Komposisi kedua, ‘Tenski’, diawali dengan permainan solo bass yang mempunyai karakter suara yang soft dan bulat. Dilanjutkan dengan melodi komposisi tersebut yang terasa lebih abstrak dan cepat. Uniknya, meskipun permainan mereka sudah memasuki tahap yang sulit dilakukan oleh musisi jazz kebanyakan, ada sesuatu yang masih dapat dijejaki akan adanya unsur-unsur yang lebih danceable dan groove yang kuat. Seperti yang ada dalam ‘Groove and Rebellion’. Selain itu, seolah-olah partikel-partikel terkecil dari permainan mereka masih dapat terdengar dengan jelas meski dalam berimprovisasi secara kolektif yang ditunjukannya dalam ‘Installation’. Karakter permainan Rudresh sendiri sekilas mengingatkan kita kepada saxophonis free jazz Anthony Braxton yang hanya meniti phrasing
improvisasi yang pendek-pendek yang seolah-olah terputus-putus.
Duo dynamic Sova yang terdiri dari Edward Andez (bass) dan Lawrence Aswin (flute, keyboards, grove box) tampil berikut menghadirkan aroma nu-jazz, brokenbeat, soul, funk, brazillian yang dapat dibawa ke dalam tekstur suasana clubbing. Sova hadir ditemani oleh trio kelompok vocal Soulmate – vokalis Dira yulianti, Stefanus Cahyanto Adiwibowo dan Fabrianto serta additional player Eddy Syakroni (drum), Glen Dauna
(keyboards) dan Phillipe Ciminato (menggantikan Hendrik, pemain perkusi yang berhalangan hadir). Selain lagu berjudul Ikuti, Sova banyak menghadirkan lagu yang ada di album terbaru mereka, Selayang Jingga. Thetruthisalwaysleftbehind dan Indecisive adalah salah satunya. Medley lagu baru bernuansa brazilian berjudul Foi Balanco dengan Tempo Tantrum menghadirkan penyanyi Jilly Likumahuwa dengan tariannya. Foolish Heart dipilih sebagai lagu penutup penampilan Sova yang sepertinya belum sampai pada kulminasi.

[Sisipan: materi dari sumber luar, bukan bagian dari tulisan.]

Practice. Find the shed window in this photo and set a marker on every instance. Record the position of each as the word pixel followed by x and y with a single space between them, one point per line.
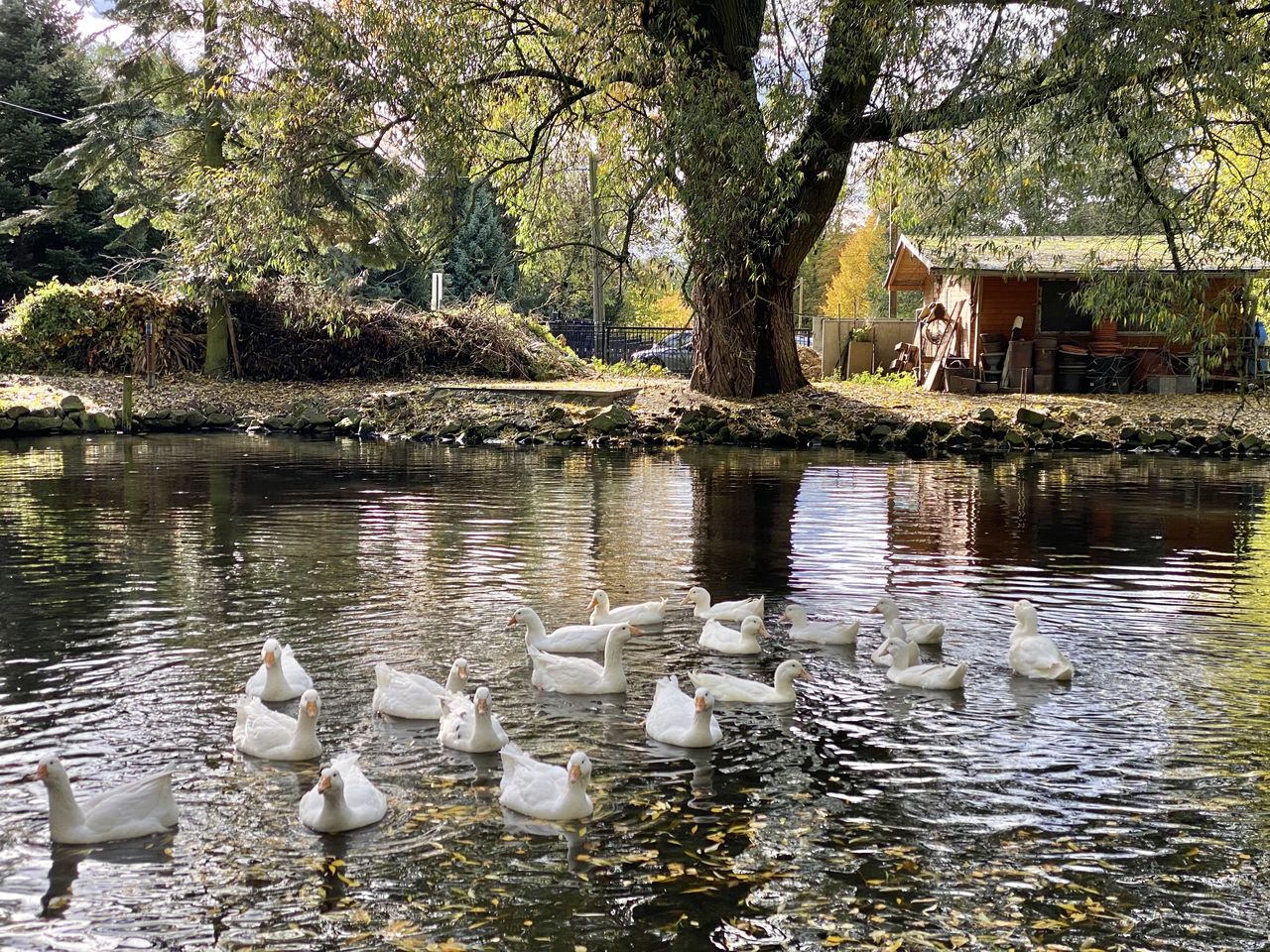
pixel 1058 312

Pamungkas panggung HRC adalah grup pengusung latin jazz bernama
Cherokee. Kelompok yang telah menghasilkan satu buah album ini
semestinya hadir dengan formasi Hari Toledo (bass), Cendy Luntungan (drums), Rio Moreno (keyboards), Kadek Rihardika (acoustic guitar),
Iwan Wiradz (percussions) dan vokalis Tompi. Tapi pada hari-H Rio, Kadek dan Cendy berhalangan hadir. Namun Charokee tetap hadir prima dengan additional musisi Agam Hamzah pada gitar, Imam (keyboard) dan the lost boy drummer Agus Mantoro. Mereka tampil dengan format panggung gaya Cherokee; memainkan beberapa lagu standar seperti On Broadway dan lagu populer yang diaransemen sendiri serta Inner Beauty sebagai lagu penutup. Peran front liner yang dibebankan kepada vokalis Cherokee dapat dilakukan dengan baik oleh Tompi. Ia berhasil mengajak teman-temannya melakukan show dan mengiring attensi penonton ke atas panggung dengan semangat entertainernya. Lagu Come Together, Favour dan aransemen ulang lagu grup Jamrud – 30 menit – menjadi sebuah repertoar spesial khas Cherokee yang ampuh menyerap penonton malam itu. Bravo Charokee yang berhasil menempatkan diri pada penonton HRC sehingga terbukti paling banyak mendapat respon applaus dibanding penampil lainnya di panggung yang sama.
Sementara itu dari panggung utama, di hari kedua pesta pemusik dan penikmat jazz ini ternyata memang semakin meriah. Terlihat dari jumlah penonton yang datang relatif lebih banyak dari hari sebelumnya. Dari sisi penampilan musisi, hari Sabtu 19 November 2005 ini menjadi hari terbanyak international artist yang mentas. Tentu ini merupakan daya tarik tersendiri bagi mereka penikmat musik jazz ataupun mereka yang sekedar hang out datang ke lokasi festival.